In Ariana M. v. Humana Health Plan of Texas, Inc., No. 16-20174, 2017 U.S. App. LEXIS 7072 (5th Cir. Apr. 21, 2017), which involved a claim for benefits under an ERISA-governed health insurance policy, the Fifth Circuit held that Texas’s statutory ban on the inclusion of discretionary clauses in such policies was not applicable to the case and, therefore, did not require de novo review of the administrator’s denial of the claim.

As ERISA administrators and practitioners know, under the Supreme Court’s ruling in Firestone Tire & Rubber Co. v. Bruch, 489 U.S. 101 (1989), an administrator’s coverage decision is reviewed de novo unless the plan grants the administrator discretion, in which case, it is reviewed for abuse of that discretion. Unique among the circuits however, is the Fifth Circuit’s rule, first articulated in Pierre v.
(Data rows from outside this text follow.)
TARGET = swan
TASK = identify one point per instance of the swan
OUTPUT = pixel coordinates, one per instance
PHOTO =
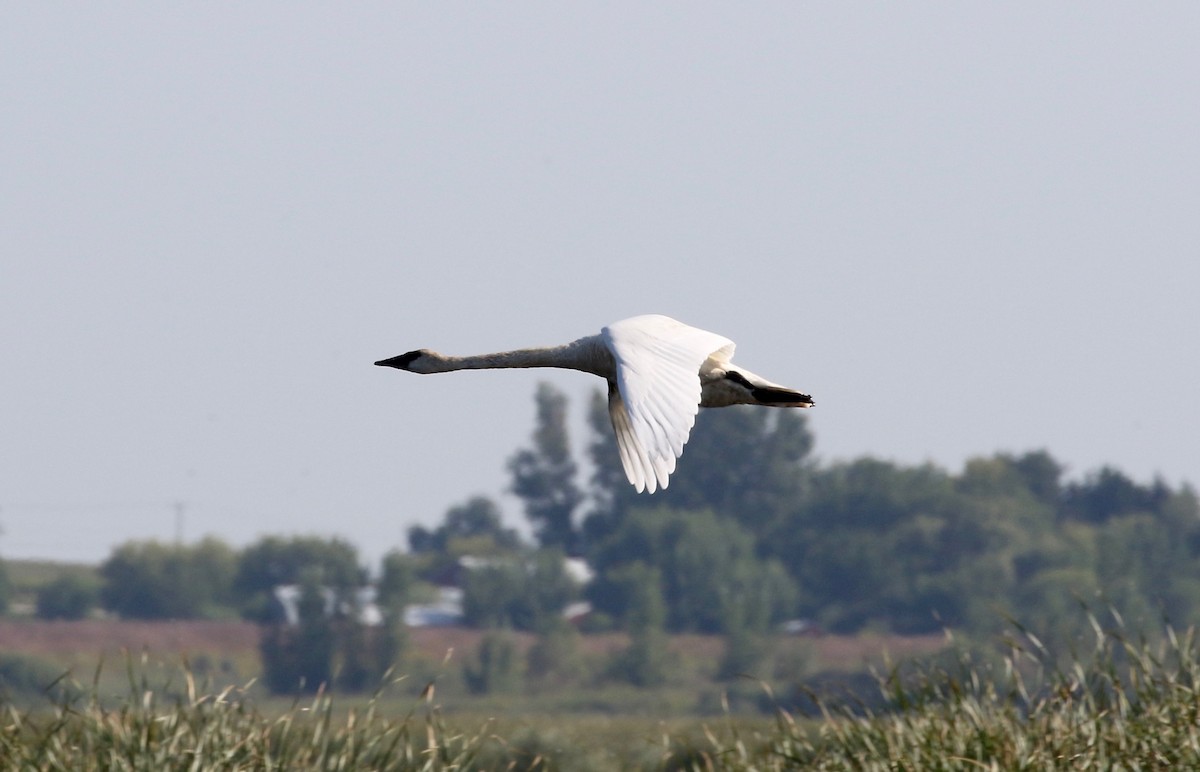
(660, 372)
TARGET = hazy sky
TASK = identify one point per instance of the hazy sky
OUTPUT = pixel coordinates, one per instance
(961, 227)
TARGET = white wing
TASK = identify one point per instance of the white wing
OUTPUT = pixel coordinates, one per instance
(658, 381)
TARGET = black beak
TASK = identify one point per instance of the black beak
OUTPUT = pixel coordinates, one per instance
(401, 361)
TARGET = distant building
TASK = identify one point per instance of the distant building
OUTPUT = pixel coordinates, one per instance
(287, 598)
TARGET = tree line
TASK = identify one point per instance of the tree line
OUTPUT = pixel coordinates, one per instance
(754, 531)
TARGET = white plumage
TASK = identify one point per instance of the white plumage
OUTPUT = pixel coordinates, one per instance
(660, 372)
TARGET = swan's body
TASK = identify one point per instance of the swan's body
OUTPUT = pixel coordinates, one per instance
(659, 373)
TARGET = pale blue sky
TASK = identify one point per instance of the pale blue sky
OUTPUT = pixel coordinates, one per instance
(961, 227)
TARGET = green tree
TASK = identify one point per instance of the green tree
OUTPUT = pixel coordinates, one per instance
(150, 580)
(69, 597)
(300, 658)
(473, 527)
(544, 476)
(274, 561)
(520, 592)
(555, 658)
(646, 662)
(706, 567)
(496, 666)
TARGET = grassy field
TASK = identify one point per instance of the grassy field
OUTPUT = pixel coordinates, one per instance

Connecticut General Life Insurance Co., 932 F.2d 1552 (5th Cir. 1991), that all factual conclusions made by an ERISA administrator are reviewed for an abuse of discretion regardless of whether the plan contains discretionary language.

In Ariana M., the plaintiff had been in and out of medical facilities over several years for the treatment of mental illness, eating disorders and engaging in self-harm. Humana initially found that the treatment was medically necessary and approved a partial hospitalization for a total of 49 days but denied further treatment at the expiration of that time because it determined that the treatment was no longer necessary and plaintiff filed suit. Humana eventually filed a motion for summary judgment, and the district court, using the abuse of discretion standard in reviewing the administrator’s decision, granted Humana’s motion and plaintiff appealed.
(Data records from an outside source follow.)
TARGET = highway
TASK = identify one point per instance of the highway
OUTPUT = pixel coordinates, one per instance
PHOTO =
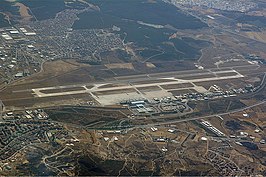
(179, 120)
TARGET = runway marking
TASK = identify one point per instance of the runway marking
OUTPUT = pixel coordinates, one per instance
(95, 88)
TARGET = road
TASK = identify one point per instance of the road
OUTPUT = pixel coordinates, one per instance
(197, 118)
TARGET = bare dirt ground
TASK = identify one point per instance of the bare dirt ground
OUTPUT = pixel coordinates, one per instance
(120, 65)
(24, 11)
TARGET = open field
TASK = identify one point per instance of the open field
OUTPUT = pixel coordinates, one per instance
(147, 86)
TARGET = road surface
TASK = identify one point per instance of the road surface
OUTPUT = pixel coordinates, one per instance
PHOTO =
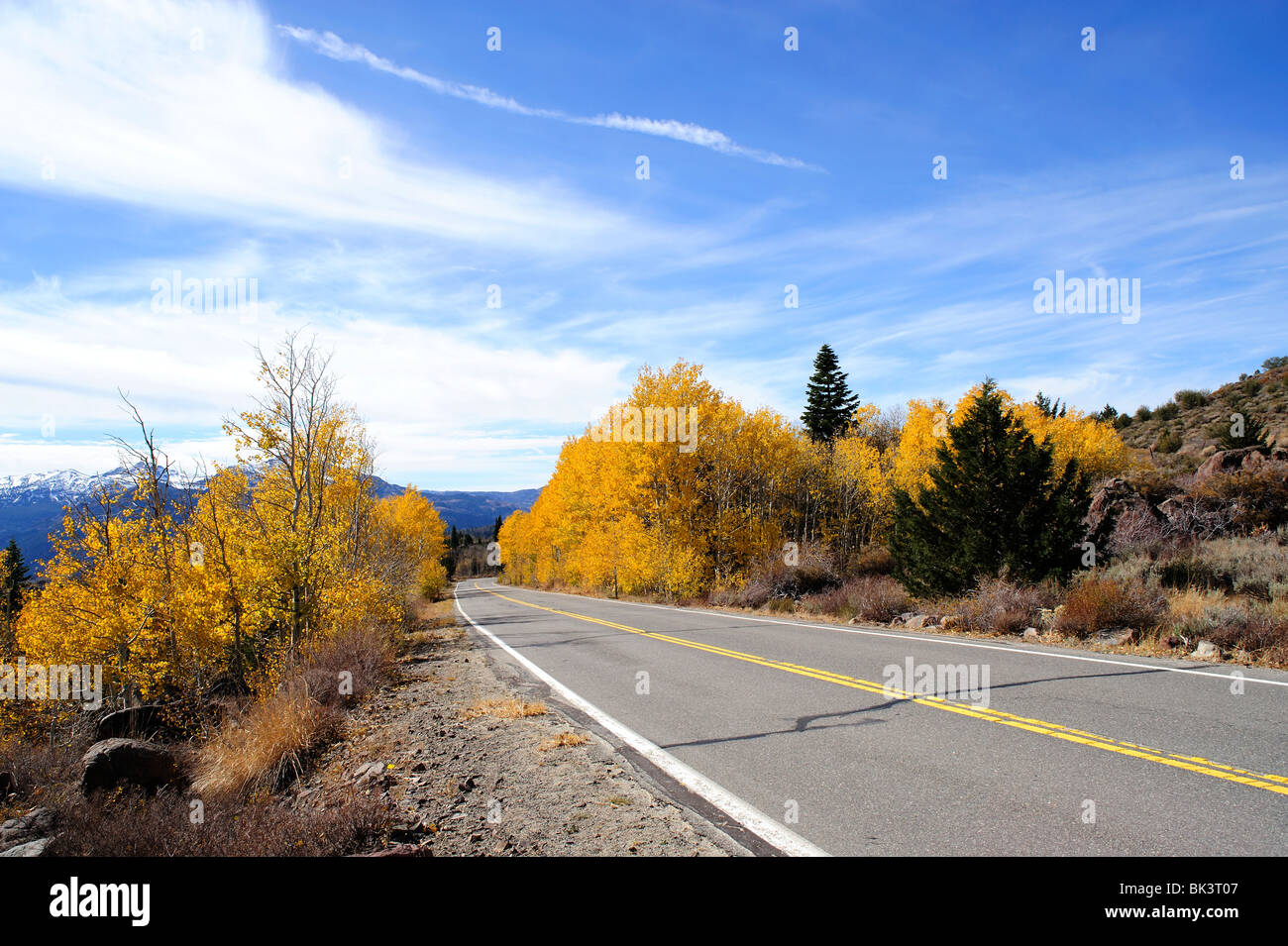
(816, 739)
Like many states in recent years, Texas, at Texas Insurance Code Section 1701.062(a), enacted a ban on the inclusion of discretionary language in insurance policies and most federal courts that have reviewed those statutes have held that they are not preempted by ERISA. On appeal, plaintiff argued that the Texas statute prevented the district court from using the abuse of discretion standard in reviewing Humana’s denial but the Fifth Circuit disagreed. In effect, the Fifth Circuit ruled that the statute was not applicable in this case because Pierre mandated deference to the administrator’s decision regardless of whether a policy contains discretionary language. It stated “[t]he plain text of [Section 1701.062(a)] provides only that a discretionary clause cannot be written into an insurance policy; it does not mandate a standard of review.” (emphasis added). As such, it held that the statute simply addresses the language that can be contained in a policy, not what the required standard of review in court is, and since the district court’s deferential review was required pursuant to Pierre and not the policy language, the district court’s ruling was correct.

It is worth noting however that all three members of the panel joined in a concurrence that calls into question the continued validity of Pierre and the Fifth Circuit’s lone-wolf position, ending with “[t]he lopsided split that now exists cries out for resolution.” It will be worth following to see if the Fifth Circuit addresses this issue in the near future and joins the other federal courts in requiring discretionary language in the plan documents for the application of the abuse of discretion standard.